Kylian Mbappé, capitano della nazionale francese e attaccante stella del Real Madrid, ha affrontato le tensioni politiche latenti che circondano i prossimi Mondiali di FIFA 2026, co-ospitati da Stati Uniti, Canada e Messico. In un'intervista esclusiva con Vanity Fair pubblicata questo martedì, solo un mese prima dell'inizio del torneo l'11 giugno, Mbappé ha condiviso la sua prospettiva sulla possibilità che i Bleus considerino un boicottaggio dell'evento a causa del preoccupante clima politico negli Stati Uniti.
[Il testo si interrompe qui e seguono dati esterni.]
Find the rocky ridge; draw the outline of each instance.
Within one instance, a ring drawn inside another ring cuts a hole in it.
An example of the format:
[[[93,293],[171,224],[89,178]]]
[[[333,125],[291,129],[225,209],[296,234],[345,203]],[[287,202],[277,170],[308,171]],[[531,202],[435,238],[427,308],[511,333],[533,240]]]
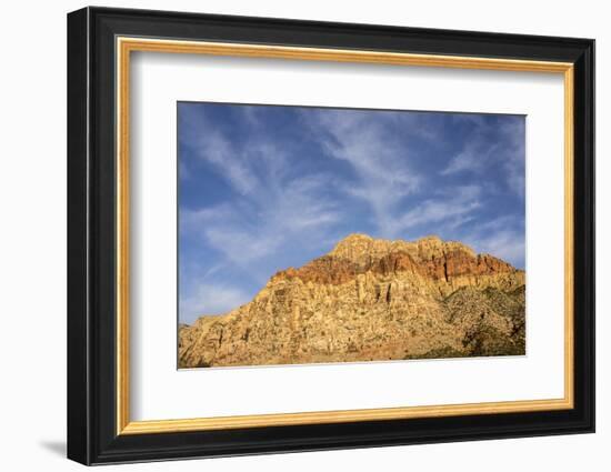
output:
[[[179,329],[179,366],[524,354],[524,272],[437,237],[351,234]]]

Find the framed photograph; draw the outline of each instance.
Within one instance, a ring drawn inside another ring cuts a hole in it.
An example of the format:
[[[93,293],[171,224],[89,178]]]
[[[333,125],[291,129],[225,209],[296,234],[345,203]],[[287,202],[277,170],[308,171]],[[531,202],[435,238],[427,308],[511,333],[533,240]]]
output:
[[[594,431],[594,41],[68,16],[68,456]]]

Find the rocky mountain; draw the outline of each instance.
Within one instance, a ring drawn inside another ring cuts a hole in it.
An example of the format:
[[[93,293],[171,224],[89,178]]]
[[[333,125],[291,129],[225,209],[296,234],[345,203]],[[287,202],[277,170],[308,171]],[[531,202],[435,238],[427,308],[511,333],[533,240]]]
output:
[[[179,329],[179,366],[525,353],[524,271],[437,237],[351,234],[249,303]]]

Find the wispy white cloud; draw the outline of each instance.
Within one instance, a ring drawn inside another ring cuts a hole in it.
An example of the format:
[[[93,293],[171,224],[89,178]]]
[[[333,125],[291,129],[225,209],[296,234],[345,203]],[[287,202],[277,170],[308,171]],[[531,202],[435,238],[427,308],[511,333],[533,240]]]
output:
[[[475,210],[481,207],[479,200],[481,188],[465,185],[442,191],[434,199],[424,200],[395,219],[397,231],[409,231],[418,234],[422,225],[435,223],[439,230],[443,227],[457,228],[470,221]]]
[[[422,175],[410,168],[410,149],[389,132],[383,120],[372,121],[364,112],[325,110],[308,112],[303,119],[327,155],[349,163],[358,175],[342,185],[373,211],[380,235],[394,237],[395,205],[418,191]]]
[[[251,295],[243,290],[224,284],[202,283],[189,297],[180,299],[180,319],[192,322],[203,314],[219,314],[248,303]]]
[[[503,171],[507,187],[524,197],[524,122],[515,117],[491,124],[477,116],[468,116],[474,128],[462,150],[441,170],[441,175],[461,172],[484,174],[491,165]]]

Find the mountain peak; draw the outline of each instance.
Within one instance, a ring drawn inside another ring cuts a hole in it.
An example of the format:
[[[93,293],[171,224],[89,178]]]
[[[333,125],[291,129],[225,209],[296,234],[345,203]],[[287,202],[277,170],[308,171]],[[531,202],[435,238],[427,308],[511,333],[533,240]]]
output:
[[[353,233],[179,332],[180,366],[524,352],[524,272],[469,247]]]
[[[328,255],[363,264],[391,252],[405,252],[414,260],[430,260],[455,251],[465,252],[472,258],[477,257],[477,253],[468,245],[455,241],[443,241],[435,234],[425,235],[415,241],[405,241],[402,239],[375,239],[362,233],[348,234],[335,244]]]

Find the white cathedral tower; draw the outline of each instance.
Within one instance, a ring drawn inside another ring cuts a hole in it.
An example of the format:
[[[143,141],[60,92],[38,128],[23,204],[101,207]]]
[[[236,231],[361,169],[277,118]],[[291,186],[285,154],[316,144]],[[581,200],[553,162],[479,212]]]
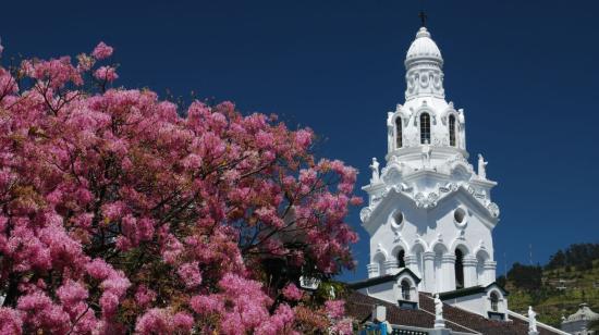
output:
[[[413,290],[488,287],[496,281],[497,183],[487,178],[480,154],[477,171],[468,163],[464,110],[445,100],[443,58],[426,27],[409,46],[405,67],[405,102],[387,116],[386,166],[379,173],[372,159],[370,184],[363,187],[369,196],[360,211],[370,235],[368,277],[408,269]],[[497,308],[503,290],[496,290]]]

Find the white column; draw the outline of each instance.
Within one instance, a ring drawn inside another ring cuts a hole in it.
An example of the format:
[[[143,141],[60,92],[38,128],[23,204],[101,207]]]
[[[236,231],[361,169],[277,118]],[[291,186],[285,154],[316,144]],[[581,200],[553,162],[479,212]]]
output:
[[[405,268],[412,270],[415,275],[417,275],[420,280],[423,278],[423,274],[420,273],[420,270],[418,270],[418,258],[415,255],[406,255],[404,257]]]
[[[425,289],[428,293],[435,291],[435,252],[426,251],[425,259]]]
[[[399,271],[400,265],[396,260],[384,261],[384,274],[395,274]]]
[[[366,265],[366,269],[368,270],[368,277],[372,278],[379,275],[379,264],[378,263],[370,263]]]
[[[455,255],[445,253],[441,258],[441,291],[455,289]]]
[[[489,285],[496,281],[496,269],[497,269],[497,262],[496,261],[485,261],[484,265],[484,278],[485,283],[482,285]]]
[[[472,287],[476,286],[477,284],[477,277],[476,277],[476,264],[477,264],[476,257],[474,256],[466,256],[462,260],[462,264],[464,264],[464,287]]]

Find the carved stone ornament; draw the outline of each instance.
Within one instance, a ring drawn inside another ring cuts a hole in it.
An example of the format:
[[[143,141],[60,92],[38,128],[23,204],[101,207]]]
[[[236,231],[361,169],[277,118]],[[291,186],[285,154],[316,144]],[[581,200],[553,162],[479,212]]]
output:
[[[363,223],[368,222],[368,219],[370,219],[370,214],[372,214],[372,210],[369,207],[365,207],[359,211],[359,220],[362,220]]]
[[[499,206],[497,206],[497,203],[491,202],[491,203],[487,204],[487,209],[491,213],[491,216],[493,216],[493,218],[499,216]]]

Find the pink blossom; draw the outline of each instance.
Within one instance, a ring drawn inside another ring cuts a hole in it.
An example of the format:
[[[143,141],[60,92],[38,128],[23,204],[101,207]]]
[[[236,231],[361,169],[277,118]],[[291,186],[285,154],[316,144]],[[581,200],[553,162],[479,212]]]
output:
[[[290,300],[300,300],[302,295],[303,293],[292,283],[283,288],[283,296]]]
[[[341,318],[345,313],[345,301],[343,300],[327,300],[325,301],[327,313],[333,318]]]
[[[156,291],[149,289],[146,285],[139,285],[135,293],[135,301],[139,307],[146,308],[156,299]]]
[[[107,46],[103,41],[99,42],[98,46],[91,52],[91,55],[97,60],[103,60],[112,55],[112,47]]]
[[[22,333],[21,313],[12,308],[0,307],[0,334],[20,335]]]
[[[191,262],[179,266],[176,272],[187,288],[193,288],[201,284],[201,274],[199,273],[199,263]]]
[[[309,147],[311,144],[313,133],[308,129],[300,129],[295,132],[295,141],[303,148]]]
[[[356,170],[317,161],[314,133],[276,115],[90,85],[117,78],[95,67],[111,53],[25,60],[20,85],[0,65],[0,253],[19,288],[0,333],[302,330],[302,290],[264,260],[352,269]],[[327,308],[345,332],[342,302]]]
[[[94,77],[98,80],[114,82],[119,78],[117,69],[112,66],[101,66],[94,72]]]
L'attaccante 27enne ha ammesso di non avere le competenze specifiche per giudicare se gli Stati Uniti siano un ospite adatto, ma ha espresso una fede incrollabile nel processo decisionale della FIFA. "Non ho le conoscenze necessarie per sapere cosa serve per organizzare un Mondiale. Se mi chiedeste di organizzare un Mondiale, avreste delle sorprese. Se la FIFA decide che dovrebbe svolgersi negli Stati Uniti, è perché crede che tutto sia gestibile e che possiamo venire qui", ha dichiarato Mbappé. Le sue parole suggeriscono un deliberato distanziamento dai calcoli politici, ponendo invece l'onere sull'organo di governo del calcio di garantire un torneo sicuro e di successo.
Il contesto politico negli Stati Uniti è stato motivo di disagio per molte nazioni partecipanti. Con una retorica accresciuta su immigrazione, potenziali divieti di viaggio e disordini civili, sono circolate preoccupazioni che alcune squadre potrebbero protestare o addirittura ritirarsi. La Francia, una nazione con una rosa diversificata che spesso riflette su questioni sociali, è stata vista come un possibile leader in qualsiasi movimento del genere. Le osservazioni di Mbappé, tuttavia, indicano che, sebbene rimanga politicamente astuto, non è disposto a lasciare che fattori esterni facciano deragliare l'evento sportivo che ha sognato di vincere per molto tempo - specialmente dopo la straziante sconfitta della Francia nella finale del 2022.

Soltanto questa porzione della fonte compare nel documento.